When researchers tested GPT-4o on scientific literature review tasks, between 78% and 90% of its citations were fabricated. The model would confidently cite papers that don’t exist, or attribute findings to papers that don’t contain them.

OpenScholar takes a fundamentally different approach. Instead of generating plausible-sounding citations from its training data, it uses retrieval-augmented generation (RAG) to search a corpus of 45 million open-access scientific papers, find relevant passages, and cite actual sources for its claims.

How It Performs

The researchers created ScholarQABench, a benchmark with 3,000 queries and 250 longform expert-written answers across computer science, physics, biomedicine, and neuroscience.

The results:

OpenScholar answered 51% of computer science questions correctly vs. 45% for GPT-4o
Scientists preferred OpenScholar responses to human-written answers 51% of the time
When OpenScholar’s citation methods were combined with GPT-4o, scientists preferred AI answers 70% of the time (compared to 32% for GPT-4o alone)

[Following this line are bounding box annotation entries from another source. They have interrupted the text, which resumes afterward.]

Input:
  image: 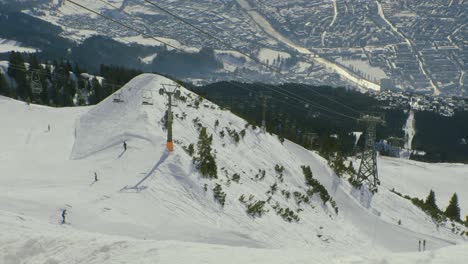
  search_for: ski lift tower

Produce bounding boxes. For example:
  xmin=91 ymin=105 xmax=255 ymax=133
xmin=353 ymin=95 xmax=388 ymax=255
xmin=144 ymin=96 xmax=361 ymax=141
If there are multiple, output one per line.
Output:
xmin=260 ymin=93 xmax=271 ymax=133
xmin=357 ymin=114 xmax=385 ymax=192
xmin=159 ymin=84 xmax=180 ymax=152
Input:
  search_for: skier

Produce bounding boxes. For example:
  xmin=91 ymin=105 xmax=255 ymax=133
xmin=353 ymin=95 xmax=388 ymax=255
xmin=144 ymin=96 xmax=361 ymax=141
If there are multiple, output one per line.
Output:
xmin=62 ymin=209 xmax=67 ymax=224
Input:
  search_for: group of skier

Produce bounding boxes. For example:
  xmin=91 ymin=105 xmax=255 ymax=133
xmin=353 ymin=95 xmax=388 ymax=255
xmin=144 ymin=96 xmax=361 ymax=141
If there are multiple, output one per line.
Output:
xmin=59 ymin=140 xmax=127 ymax=224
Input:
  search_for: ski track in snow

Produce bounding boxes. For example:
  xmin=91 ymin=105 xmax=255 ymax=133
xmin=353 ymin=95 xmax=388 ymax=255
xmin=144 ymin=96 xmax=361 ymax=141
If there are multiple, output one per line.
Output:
xmin=0 ymin=74 xmax=468 ymax=264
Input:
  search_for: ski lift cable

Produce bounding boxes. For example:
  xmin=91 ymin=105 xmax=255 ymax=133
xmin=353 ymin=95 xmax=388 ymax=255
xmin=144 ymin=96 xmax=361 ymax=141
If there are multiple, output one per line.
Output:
xmin=68 ymin=0 xmax=357 ymax=119
xmin=233 ymin=71 xmax=357 ymax=120
xmin=139 ymin=0 xmax=361 ymax=114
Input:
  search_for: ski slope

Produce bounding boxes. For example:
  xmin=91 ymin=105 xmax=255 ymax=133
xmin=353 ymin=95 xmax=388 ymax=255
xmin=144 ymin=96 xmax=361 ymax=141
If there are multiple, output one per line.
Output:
xmin=0 ymin=74 xmax=467 ymax=263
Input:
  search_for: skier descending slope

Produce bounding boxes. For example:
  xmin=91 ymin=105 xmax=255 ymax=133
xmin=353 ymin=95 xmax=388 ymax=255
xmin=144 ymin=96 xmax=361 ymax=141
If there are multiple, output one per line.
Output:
xmin=62 ymin=209 xmax=67 ymax=225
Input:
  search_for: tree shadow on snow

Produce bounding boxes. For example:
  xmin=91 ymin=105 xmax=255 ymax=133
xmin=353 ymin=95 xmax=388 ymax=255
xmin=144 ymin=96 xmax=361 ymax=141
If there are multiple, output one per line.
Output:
xmin=120 ymin=151 xmax=169 ymax=192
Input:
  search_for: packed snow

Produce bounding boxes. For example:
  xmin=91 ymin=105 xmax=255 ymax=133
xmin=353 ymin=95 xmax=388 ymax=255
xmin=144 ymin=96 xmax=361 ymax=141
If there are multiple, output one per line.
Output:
xmin=0 ymin=74 xmax=468 ymax=263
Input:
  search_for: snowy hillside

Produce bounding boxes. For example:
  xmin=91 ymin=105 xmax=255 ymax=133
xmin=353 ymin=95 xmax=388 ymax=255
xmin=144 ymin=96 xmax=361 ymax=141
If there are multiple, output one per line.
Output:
xmin=0 ymin=74 xmax=468 ymax=263
xmin=0 ymin=38 xmax=37 ymax=53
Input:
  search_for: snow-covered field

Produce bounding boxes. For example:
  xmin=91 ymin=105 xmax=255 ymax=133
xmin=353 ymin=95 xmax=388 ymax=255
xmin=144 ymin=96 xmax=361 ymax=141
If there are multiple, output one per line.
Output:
xmin=0 ymin=74 xmax=468 ymax=264
xmin=0 ymin=38 xmax=37 ymax=53
xmin=336 ymin=58 xmax=388 ymax=82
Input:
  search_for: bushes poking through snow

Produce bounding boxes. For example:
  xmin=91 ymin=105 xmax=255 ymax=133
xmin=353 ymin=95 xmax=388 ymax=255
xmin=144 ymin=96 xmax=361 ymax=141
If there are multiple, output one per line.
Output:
xmin=239 ymin=195 xmax=268 ymax=217
xmin=301 ymin=166 xmax=338 ymax=214
xmin=267 ymin=182 xmax=278 ymax=195
xmin=275 ymin=164 xmax=284 ymax=182
xmin=247 ymin=201 xmax=268 ymax=217
xmin=231 ymin=173 xmax=240 ymax=183
xmin=182 ymin=143 xmax=195 ymax=157
xmin=255 ymin=169 xmax=266 ymax=181
xmin=390 ymin=188 xmax=468 ymax=227
xmin=213 ymin=184 xmax=226 ymax=207
xmin=272 ymin=203 xmax=299 ymax=223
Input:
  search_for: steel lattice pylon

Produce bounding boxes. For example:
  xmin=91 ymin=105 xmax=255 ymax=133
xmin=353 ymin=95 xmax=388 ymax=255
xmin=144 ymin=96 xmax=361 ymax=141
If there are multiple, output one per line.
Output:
xmin=357 ymin=115 xmax=385 ymax=192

“Scientists see so many papers coming out every day that it’s impossible to keep up,” said lead researcher Akari Asai. “But existing AI systems weren’t designed for scientists’ specific needs.”

What Makes It Different

OpenScholar pairs a model trained specifically for scientific synthesis with RAG. When you ask it a question, it:

Searches a corpus of 45 million open-access papers
Identifies relevant passages with full-text snippet indexing
Ranks and filters the retrieved content
Synthesizes an answer with inline citations to actual papers
Integrates with the Semantic Scholar API for real-time paper access

This means it can incorporate research published after the model was trained - something traditional LLMs can’t do without fine-tuning.

Self-Hosting Options

Everything is publicly available:

Models: Available on Hugging Face (OpenScholar-8B is the main model)
Code: Open source on GitHub
Demo: Try it free at openscholar.allen.ai

The 8B parameter model is small enough to run on consumer hardware with a decent GPU, though performance scales with available memory and compute. For researchers who need offline access or have data sensitivity requirements, self-hosting means your queries never leave your infrastructure.

What This Means

This is a meaningful win for open science. A specialized open-source model is outperforming one of the most capable commercial LLMs on a task that matters - accurate scientific synthesis with verifiable citations.

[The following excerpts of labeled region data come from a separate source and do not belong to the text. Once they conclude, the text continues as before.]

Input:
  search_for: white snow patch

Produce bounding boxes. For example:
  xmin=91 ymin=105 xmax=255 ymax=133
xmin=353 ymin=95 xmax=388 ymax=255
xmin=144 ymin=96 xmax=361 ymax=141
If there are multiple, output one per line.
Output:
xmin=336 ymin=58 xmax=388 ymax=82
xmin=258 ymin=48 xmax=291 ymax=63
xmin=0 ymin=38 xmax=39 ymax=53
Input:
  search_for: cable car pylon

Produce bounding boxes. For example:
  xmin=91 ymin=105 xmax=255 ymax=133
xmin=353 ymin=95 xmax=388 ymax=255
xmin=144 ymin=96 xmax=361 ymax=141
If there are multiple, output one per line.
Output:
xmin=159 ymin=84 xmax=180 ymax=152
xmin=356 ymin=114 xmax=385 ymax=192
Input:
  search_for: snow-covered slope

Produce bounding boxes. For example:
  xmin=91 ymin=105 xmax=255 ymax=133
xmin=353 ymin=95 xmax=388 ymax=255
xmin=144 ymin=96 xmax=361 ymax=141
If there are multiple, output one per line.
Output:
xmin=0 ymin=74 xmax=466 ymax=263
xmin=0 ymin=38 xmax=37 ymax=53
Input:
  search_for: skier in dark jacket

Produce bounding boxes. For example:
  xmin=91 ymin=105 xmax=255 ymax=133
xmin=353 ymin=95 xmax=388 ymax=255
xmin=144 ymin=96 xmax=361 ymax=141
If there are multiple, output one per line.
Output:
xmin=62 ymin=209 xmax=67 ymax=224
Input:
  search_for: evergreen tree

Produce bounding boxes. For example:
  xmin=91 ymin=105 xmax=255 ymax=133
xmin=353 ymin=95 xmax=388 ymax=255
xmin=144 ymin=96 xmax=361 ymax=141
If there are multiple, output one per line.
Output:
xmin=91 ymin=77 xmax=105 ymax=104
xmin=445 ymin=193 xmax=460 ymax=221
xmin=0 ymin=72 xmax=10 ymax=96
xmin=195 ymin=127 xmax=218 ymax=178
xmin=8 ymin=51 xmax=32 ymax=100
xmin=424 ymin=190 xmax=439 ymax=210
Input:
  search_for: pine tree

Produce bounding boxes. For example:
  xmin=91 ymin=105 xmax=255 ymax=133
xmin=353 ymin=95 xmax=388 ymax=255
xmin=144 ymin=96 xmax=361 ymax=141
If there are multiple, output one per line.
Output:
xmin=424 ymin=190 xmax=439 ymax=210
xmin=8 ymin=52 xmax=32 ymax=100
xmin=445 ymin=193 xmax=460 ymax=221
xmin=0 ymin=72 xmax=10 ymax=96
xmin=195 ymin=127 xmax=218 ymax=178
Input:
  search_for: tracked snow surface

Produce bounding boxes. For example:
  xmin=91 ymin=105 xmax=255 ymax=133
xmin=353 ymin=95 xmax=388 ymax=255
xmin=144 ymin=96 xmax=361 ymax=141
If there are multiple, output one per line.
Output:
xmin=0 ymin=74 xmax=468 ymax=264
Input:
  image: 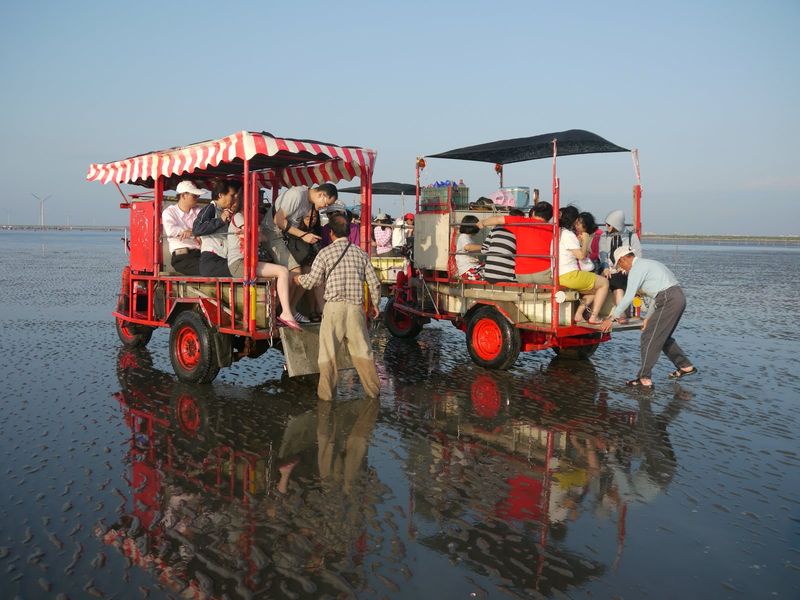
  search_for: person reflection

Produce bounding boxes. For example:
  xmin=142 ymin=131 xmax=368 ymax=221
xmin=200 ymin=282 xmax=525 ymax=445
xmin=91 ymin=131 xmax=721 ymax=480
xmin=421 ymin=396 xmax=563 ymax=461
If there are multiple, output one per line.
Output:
xmin=317 ymin=397 xmax=379 ymax=496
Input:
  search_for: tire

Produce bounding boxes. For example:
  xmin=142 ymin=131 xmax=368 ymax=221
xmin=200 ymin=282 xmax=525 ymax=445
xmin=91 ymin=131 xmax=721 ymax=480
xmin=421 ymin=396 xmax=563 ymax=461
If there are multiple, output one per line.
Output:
xmin=169 ymin=310 xmax=219 ymax=383
xmin=467 ymin=306 xmax=522 ymax=370
xmin=383 ymin=299 xmax=422 ymax=339
xmin=117 ymin=318 xmax=153 ymax=348
xmin=553 ymin=333 xmax=600 ymax=360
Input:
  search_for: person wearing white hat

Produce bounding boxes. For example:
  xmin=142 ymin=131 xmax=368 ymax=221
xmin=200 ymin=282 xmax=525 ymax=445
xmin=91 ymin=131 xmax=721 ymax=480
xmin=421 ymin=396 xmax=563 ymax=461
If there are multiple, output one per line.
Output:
xmin=598 ymin=210 xmax=642 ymax=323
xmin=601 ymin=246 xmax=697 ymax=389
xmin=161 ymin=180 xmax=206 ymax=275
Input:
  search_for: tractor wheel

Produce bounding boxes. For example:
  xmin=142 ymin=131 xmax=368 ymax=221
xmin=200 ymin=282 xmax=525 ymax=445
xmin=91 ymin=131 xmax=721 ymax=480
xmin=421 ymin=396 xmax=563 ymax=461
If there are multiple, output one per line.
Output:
xmin=383 ymin=299 xmax=422 ymax=339
xmin=553 ymin=333 xmax=600 ymax=360
xmin=169 ymin=310 xmax=219 ymax=383
xmin=467 ymin=306 xmax=522 ymax=369
xmin=117 ymin=318 xmax=153 ymax=348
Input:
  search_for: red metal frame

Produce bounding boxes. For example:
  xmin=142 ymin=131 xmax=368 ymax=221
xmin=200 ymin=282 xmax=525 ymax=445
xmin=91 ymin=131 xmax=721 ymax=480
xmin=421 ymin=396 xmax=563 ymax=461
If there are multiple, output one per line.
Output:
xmin=113 ymin=144 xmax=372 ymax=354
xmin=394 ymin=139 xmax=642 ymax=351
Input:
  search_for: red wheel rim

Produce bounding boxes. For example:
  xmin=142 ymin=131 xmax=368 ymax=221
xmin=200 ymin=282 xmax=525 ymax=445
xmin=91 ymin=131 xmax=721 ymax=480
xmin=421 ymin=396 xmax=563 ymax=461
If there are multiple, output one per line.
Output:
xmin=176 ymin=395 xmax=200 ymax=434
xmin=472 ymin=319 xmax=503 ymax=360
xmin=119 ymin=321 xmax=136 ymax=340
xmin=176 ymin=327 xmax=200 ymax=371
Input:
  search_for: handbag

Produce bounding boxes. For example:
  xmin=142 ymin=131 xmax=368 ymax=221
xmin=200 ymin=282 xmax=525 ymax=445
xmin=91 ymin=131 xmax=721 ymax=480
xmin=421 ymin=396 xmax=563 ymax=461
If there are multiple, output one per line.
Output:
xmin=280 ymin=206 xmax=320 ymax=267
xmin=283 ymin=234 xmax=318 ymax=267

It also demonstrates that bigger isn’t always better. OpenScholar’s 8B model beats GPT-4o by being designed for a specific task rather than trying to be good at everything. The retrieval-augmented approach means the model doesn’t need to memorize every paper; it just needs to know how to find and synthesize relevant ones.

For researchers in regulated industries or institutions with strict data policies, this is especially relevant. You can run literature reviews without sending your research questions through commercial API endpoints.

What’s Next

The team is developing DR Tulu (Deep Research Tulu), which extends the approach with multi-step search for more comprehensive long-form research reports. They’re also continuing to expand the paper corpus and improve retrieval accuracy.

If you work with scientific literature and have been frustrated by LLM hallucinations, try the demo. And if you need to run it yourself, the code is waiting.